01:31
0

A decade on from the Balco scandal, athletics is facing another defining moment.
Five-time Olympic medallist Marion Jones was the biggest name to be disgraced when she admitted to taking drugs linked to The Bay Area Laboratory Co-operative (Balco).

Now, it is American Tyson Gay and Jamaican Asafa Powell who are in the spotlight for failing drugs tests.
The sport's governing body, the IAAF, says the latest doping scandals enhance rather than diminish the credibility of track and field. The problem for athletics is that trust in the sport and its athletes was already paper thin.

Repeated revelations of cycling's industrial-scale doping have obscured the truth for athletics that - even after a London Olympics which largely steered clear of damaging drugs controversies - it is still a problem that has never gone away.

Over the past few months there have been a series of positive tests and doping investigations.
In Kenya, the IAAF and the Kenyan Athletics Federation set up an inquiry into claims that there was widespread drug use in the country's distance-running training camps. A temporary blood-testing lab has been set up to try and crack down on possible cheating.
In Russia, there are 42 athletes currently suspended for doping. With the World Championships in Moscow just a month away, this is a huge embarrassment.

In Turkey, eight athletes are under investigation but reports suggest the number under suspicion could be much higher than that.
And, perhaps most damaging of all, Jamaica are now facing difficult questions about doping after three of their biggest names tested positive for banned substances. Veronica Campbell Brown, the two-time Olympic 200m champion, has already been suspended for using a diuretic well known as a masking agent while Powell and Sherone Simpson have both produced an adverse finding.

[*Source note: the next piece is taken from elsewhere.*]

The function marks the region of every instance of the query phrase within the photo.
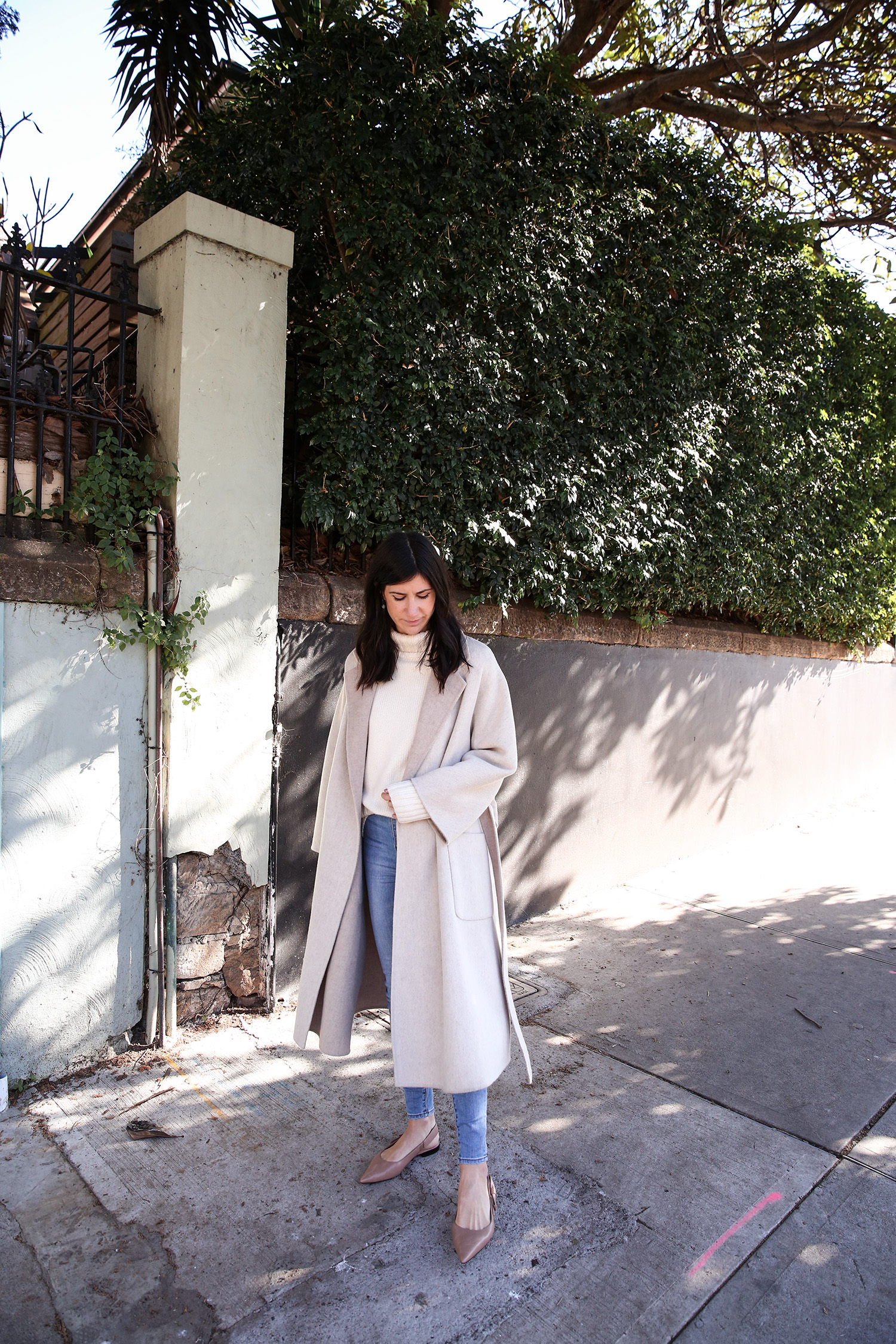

In the cases of Powell and Simpson a second test, or B sample, must be verified before it is confirmed that they will face a disciplinary charge.

Local reports in Jamaica suggest another three athletes have also tested positive, although this has not been confirmed by the Jamaican Athletics Administrative Association.
For years now Jamaica have had to counter claims that their emergence as one of track and field's super powers was in any way linked to banned drugs. The recent rash of cases will not do anything to remove the suspicions.

But by far the most damaging blow for athletics has been the news that Gay, the fastest man in the world this year and the 2007 world 100m champion, tested positive in May for an unidentified banned substance.

As with Powell and Simpson, Gay is now awaiting the results of tests on his B sample. If it confirms the A sample and he is suspended he will be the most high-profile name in track and field to be banned since Justin Gatlin back in 2006.

There are two schools of thought about all this.
The first is that cheating is now so embedded in athletics that whatever measures the authorities take, there will always be those who are willing to break the rules to win.

The other is that the IAAF and the anti doping agencies around the world are finally getting serious about the problem in athletics.
Remember, the Balco affair which took down huge numbers of American athletes including the three-time Olympic gold medallist Jones, was driven by federal investigators in America.

Blood passports and the ability to re-test old samples have potentially changed the game and it seems there is a real willingness in the sport to get to grips with the issue.

The difficulty for athletics is that it may have already passed the point of return, the point where scandals of this nature are greeted with a shrug rather than shock.